Twin Peaks when it aired in 1990 on ABC became a national and cultural phenomenon but the second season, adrift after the creators stepped back because the networked forced them to reveal the solution to mysteries they preferred not to, lost that grip on the nation’s imagination and the series ended on a cliffhanger that would not be resolved until 2017.

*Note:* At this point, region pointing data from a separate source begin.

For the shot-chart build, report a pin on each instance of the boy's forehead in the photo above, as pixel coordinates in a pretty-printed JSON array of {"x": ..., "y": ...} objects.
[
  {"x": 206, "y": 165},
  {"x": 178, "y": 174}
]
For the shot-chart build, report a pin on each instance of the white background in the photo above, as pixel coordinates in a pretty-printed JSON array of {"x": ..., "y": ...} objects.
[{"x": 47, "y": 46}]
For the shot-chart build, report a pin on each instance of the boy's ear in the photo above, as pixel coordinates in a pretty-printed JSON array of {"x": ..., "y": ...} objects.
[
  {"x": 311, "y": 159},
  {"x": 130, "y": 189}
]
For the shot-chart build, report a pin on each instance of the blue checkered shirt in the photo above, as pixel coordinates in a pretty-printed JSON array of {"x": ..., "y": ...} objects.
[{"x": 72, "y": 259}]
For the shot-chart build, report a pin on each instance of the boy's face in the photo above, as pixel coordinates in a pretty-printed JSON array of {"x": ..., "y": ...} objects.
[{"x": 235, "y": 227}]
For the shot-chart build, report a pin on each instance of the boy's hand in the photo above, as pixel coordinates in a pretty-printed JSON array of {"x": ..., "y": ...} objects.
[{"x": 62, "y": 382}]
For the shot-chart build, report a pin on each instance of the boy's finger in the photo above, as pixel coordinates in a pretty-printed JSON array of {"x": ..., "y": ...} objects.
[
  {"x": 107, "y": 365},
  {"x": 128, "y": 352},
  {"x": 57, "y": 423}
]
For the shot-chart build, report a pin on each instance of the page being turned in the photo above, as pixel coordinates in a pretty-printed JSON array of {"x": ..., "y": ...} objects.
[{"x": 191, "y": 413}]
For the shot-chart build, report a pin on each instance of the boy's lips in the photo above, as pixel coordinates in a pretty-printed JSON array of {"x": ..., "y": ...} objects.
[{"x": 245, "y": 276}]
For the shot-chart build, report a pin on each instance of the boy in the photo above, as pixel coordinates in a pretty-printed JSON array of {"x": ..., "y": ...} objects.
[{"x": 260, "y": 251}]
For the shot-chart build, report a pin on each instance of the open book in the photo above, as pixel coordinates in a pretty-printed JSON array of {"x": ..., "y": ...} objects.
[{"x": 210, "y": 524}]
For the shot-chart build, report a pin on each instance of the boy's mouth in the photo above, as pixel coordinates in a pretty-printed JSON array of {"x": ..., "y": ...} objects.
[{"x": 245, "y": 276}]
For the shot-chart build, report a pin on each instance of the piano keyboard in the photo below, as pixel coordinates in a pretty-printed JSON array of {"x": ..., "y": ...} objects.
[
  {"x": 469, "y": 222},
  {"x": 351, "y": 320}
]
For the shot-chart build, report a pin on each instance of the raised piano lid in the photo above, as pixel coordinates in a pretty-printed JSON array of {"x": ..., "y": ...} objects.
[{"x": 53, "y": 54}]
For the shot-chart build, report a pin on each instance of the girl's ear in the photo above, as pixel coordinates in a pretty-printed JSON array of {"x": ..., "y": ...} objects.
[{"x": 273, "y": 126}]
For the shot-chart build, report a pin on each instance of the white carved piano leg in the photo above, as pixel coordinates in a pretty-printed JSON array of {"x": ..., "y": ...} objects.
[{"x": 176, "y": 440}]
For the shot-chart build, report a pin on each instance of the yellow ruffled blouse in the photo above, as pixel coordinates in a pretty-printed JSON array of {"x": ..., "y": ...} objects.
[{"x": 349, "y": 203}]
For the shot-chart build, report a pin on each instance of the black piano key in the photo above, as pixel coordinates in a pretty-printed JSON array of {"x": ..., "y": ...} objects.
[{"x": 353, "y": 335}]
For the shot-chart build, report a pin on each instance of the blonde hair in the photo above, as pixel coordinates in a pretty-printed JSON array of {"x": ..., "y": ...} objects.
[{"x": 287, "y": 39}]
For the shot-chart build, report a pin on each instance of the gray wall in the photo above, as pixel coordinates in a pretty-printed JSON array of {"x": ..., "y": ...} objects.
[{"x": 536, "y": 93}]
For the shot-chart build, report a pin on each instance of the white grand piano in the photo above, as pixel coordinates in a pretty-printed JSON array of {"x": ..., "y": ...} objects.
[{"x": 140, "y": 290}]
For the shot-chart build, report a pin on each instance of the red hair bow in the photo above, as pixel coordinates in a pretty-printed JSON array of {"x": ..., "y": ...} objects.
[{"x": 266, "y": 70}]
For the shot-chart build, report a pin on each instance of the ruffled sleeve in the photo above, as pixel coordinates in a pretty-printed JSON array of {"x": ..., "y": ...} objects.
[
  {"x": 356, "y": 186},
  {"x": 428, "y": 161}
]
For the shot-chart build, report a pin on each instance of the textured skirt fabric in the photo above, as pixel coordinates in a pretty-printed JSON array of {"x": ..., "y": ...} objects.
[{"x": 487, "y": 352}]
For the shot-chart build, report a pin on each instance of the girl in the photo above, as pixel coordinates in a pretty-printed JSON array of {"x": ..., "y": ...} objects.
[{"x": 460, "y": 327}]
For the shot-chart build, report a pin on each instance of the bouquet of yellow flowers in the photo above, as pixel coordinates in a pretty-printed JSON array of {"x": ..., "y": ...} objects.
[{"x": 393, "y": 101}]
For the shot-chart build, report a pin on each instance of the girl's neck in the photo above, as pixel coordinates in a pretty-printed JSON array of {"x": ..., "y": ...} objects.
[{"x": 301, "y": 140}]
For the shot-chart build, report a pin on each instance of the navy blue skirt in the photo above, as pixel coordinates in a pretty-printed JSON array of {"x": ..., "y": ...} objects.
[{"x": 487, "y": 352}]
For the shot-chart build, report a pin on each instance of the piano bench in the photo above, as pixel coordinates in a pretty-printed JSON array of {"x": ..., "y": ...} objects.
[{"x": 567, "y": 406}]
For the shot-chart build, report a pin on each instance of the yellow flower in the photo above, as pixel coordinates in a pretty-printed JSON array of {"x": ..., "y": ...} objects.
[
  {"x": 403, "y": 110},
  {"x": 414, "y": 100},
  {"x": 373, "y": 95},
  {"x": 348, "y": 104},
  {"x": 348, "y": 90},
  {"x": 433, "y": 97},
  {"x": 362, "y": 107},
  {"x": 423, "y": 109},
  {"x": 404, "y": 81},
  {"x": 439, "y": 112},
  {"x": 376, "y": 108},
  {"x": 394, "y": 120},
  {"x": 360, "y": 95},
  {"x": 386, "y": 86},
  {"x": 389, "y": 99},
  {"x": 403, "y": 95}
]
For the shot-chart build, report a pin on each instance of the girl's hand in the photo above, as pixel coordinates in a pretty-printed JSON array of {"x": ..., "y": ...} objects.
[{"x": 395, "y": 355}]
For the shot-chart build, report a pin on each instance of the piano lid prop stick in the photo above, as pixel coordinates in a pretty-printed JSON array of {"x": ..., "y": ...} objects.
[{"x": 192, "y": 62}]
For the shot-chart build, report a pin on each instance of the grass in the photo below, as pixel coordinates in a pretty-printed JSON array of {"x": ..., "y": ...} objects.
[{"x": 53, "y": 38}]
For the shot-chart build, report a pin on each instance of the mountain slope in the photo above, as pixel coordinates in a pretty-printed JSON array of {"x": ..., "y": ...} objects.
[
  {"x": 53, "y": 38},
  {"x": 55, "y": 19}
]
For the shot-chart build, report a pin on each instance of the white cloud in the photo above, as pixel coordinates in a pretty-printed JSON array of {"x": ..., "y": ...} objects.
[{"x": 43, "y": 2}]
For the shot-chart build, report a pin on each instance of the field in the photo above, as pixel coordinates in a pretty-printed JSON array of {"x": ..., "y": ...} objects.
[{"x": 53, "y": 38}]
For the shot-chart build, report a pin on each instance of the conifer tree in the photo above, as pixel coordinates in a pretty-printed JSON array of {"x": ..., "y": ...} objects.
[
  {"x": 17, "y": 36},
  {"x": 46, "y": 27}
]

Freed from network constraints and interference the series’ third and final season presented almost nothing that the fan base demanded, instead diving deep into the abstract dream-logic that so defines the work of director and co-writer David Lynch. The entire series defies easy explanation or interpretation. Is it about the evil and corruption that lies just under the surface of American life? Is it about trans-dimension beings waging a war for humanity with entities such as ‘Bob’ and ‘The Fireman’? It is merely a strange dream held by television characters where some of them are actually aware of their nature as fictional constructs?

Arguments can be made for any and all of these premises, often with all of them playing a part in interpreting the program.

What is undeniable is that Twin Peaks had a massive impact on television going forward from the 1990s. Not only did programming become more experimental in their plots and conceptions but Lynch and co-creator Mark Frost showed that it was possible to bring feature film cinema quality to television, paving the way for today’s prestige TV.

I may not understand it all, but I admire it all just the same.